Cannabis au volant : bientôt un deuxième contrôle salivaire



Les contrôles anti-cannabis au volant vont être resserrés : à partir de décembre 2014, dix départements vont utiliser deux tests salivaires simples pour contrôler les conducteurs en infraction. L'expérimentation doit être généralisée six mois plus tard.





Cannabis au volant : bientôt un deuxième contrôle salivaire
Cette expérimentation fait partie des mesures du plan gouvernemental contre les conduits addictives 2013-2017 : à partir du mois de décembre, dix départements vont tester un nouveau système pour détecter beaucoup plus facilement chez les conducteurs en infraction la consommation de stupéfiants.

Actuellement, ce contrôle est long et plutôt coûteux. Il comporte :
  • d'abord un dépistage salivaire réalisé par les forces de l'ordre ;
  • en cas de dépistage positif, le conducteur va devant un médecin qui fait une prise de sang pour confirmer le résultat du test ; 
  • enfin, le prélèvement sanguin est envoyé en laboratoire pour être analysé.

Deux tests salivaires réalisés par les forces de l'ordre

La nouvelle technique de dépistage va supprimer le prélèvement sanguin et le remplacer par un deuxième test salivaire.
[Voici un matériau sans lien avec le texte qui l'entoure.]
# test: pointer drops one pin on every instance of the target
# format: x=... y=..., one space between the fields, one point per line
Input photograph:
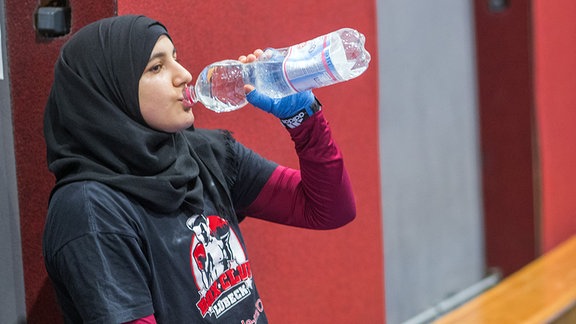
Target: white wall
x=12 y=300
x=431 y=190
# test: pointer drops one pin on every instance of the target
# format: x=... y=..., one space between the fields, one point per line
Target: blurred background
x=459 y=140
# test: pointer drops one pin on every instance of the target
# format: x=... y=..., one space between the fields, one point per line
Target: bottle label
x=309 y=65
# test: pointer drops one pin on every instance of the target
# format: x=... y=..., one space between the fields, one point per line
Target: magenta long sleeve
x=319 y=196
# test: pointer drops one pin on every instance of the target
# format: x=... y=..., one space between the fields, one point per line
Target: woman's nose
x=183 y=76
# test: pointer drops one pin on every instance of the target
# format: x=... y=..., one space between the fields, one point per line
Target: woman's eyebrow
x=161 y=55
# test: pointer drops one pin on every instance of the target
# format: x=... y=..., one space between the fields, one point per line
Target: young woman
x=143 y=222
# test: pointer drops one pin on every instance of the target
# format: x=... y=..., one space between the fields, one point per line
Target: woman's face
x=160 y=90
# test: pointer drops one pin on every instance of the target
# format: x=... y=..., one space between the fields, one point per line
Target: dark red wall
x=31 y=60
x=555 y=70
x=304 y=276
x=506 y=110
x=526 y=62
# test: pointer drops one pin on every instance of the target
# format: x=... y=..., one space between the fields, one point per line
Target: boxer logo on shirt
x=219 y=266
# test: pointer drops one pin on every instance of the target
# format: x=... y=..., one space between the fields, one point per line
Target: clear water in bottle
x=322 y=61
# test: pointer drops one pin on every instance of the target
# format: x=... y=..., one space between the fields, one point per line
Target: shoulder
x=89 y=207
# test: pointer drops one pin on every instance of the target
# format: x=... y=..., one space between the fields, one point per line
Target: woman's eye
x=156 y=68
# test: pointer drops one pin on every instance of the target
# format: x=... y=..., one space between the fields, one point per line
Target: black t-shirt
x=112 y=261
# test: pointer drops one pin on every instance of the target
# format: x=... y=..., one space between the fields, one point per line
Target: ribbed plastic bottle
x=325 y=60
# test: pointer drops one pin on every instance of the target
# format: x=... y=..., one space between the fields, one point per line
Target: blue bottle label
x=309 y=65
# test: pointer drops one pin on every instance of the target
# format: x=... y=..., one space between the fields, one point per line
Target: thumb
x=259 y=100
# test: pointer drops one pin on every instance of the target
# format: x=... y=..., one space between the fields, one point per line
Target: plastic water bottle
x=325 y=60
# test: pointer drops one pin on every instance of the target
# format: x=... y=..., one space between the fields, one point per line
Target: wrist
x=302 y=115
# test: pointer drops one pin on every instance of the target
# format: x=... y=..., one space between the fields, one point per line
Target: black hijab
x=93 y=126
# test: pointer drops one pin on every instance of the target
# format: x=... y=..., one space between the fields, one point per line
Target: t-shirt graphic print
x=219 y=265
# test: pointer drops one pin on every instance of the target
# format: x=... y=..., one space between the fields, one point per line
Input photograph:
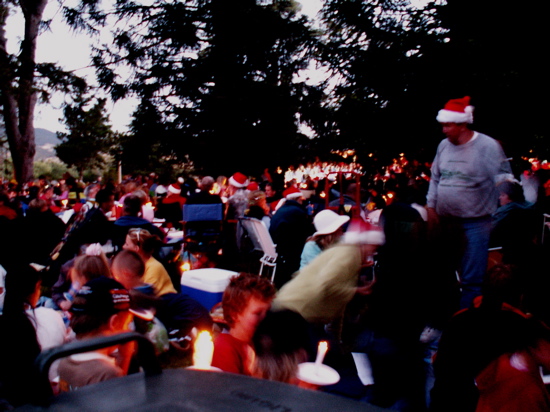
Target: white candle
x=148 y=212
x=321 y=352
x=203 y=351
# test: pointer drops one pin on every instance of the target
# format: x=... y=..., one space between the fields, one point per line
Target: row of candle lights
x=203 y=351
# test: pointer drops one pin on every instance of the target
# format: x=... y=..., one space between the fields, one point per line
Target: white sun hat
x=327 y=221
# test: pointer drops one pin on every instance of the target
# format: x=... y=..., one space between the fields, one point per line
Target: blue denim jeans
x=477 y=232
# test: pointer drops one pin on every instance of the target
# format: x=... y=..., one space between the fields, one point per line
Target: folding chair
x=261 y=240
x=202 y=223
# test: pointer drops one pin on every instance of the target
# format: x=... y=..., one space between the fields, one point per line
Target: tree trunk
x=18 y=94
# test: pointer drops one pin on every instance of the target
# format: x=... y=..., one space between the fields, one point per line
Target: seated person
x=489 y=354
x=278 y=356
x=100 y=308
x=204 y=196
x=170 y=207
x=176 y=311
x=329 y=228
x=515 y=224
x=245 y=303
x=130 y=218
x=144 y=243
x=91 y=264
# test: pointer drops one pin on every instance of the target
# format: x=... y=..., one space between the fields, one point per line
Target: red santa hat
x=457 y=111
x=292 y=193
x=174 y=188
x=360 y=232
x=238 y=180
x=253 y=186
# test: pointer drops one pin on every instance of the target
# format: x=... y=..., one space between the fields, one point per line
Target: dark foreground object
x=187 y=390
x=190 y=390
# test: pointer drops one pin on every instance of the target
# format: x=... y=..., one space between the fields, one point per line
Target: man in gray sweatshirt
x=463 y=195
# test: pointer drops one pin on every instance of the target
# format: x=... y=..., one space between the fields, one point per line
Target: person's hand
x=433 y=221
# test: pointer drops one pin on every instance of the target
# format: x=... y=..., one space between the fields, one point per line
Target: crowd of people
x=435 y=276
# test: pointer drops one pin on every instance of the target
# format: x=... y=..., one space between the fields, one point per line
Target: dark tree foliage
x=397 y=76
x=220 y=76
x=23 y=81
x=377 y=47
x=495 y=54
x=89 y=138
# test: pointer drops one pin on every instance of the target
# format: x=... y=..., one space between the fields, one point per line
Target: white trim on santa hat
x=238 y=183
x=368 y=237
x=174 y=189
x=456 y=111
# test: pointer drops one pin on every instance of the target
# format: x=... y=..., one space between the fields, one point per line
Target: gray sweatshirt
x=464 y=177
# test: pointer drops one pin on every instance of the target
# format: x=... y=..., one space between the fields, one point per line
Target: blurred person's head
x=92 y=264
x=141 y=241
x=132 y=205
x=128 y=268
x=245 y=303
x=329 y=227
x=101 y=307
x=278 y=356
x=258 y=198
x=105 y=199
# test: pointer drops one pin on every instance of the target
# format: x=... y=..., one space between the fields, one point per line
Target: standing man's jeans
x=464 y=243
x=477 y=232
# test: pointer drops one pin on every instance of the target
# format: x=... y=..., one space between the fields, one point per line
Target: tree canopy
x=89 y=138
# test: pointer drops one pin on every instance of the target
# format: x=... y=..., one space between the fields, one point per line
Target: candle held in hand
x=321 y=352
x=203 y=351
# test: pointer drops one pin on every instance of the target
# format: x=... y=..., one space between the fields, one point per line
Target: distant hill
x=45 y=144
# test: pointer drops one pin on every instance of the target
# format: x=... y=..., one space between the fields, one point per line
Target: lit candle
x=203 y=351
x=148 y=212
x=321 y=352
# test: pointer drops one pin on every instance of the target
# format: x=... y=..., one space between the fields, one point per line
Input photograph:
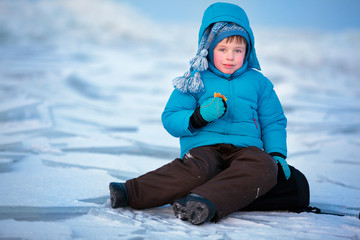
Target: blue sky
x=327 y=15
Celui-ci sera effectué immédiatement après le premier par les forces de l'ordre.

Le résultat sera connu beaucoup plus rapidement... et les conducteurs contrôlés positifs plus vite sanctionnés.
Cette technique va être utilisée dès le 1er décembre 2014. dans dix départements : les Alpes-Maritimes (06), la Dordogne (24), la Gironde (33), l’Ille-et-Vilaine (35), la Loire-Atlantique (44), la Moselle (57), le Nord (59), la Haute-Savoie (74), les Yvelines (78) et Paris (75).

L'expérience va durer six mois :  l'Institut de recherche criminelle de la gendarmerie nationale (IRCGN) et l'Institut national de police scientifique (INPS) seront chargés d’analyser les prélèvements fournis par les forces de l'ordre et d'établir la fiabilité du nouveau protocole. La méthode du deuxième test salivaire pourra alors être étendue à toute la France.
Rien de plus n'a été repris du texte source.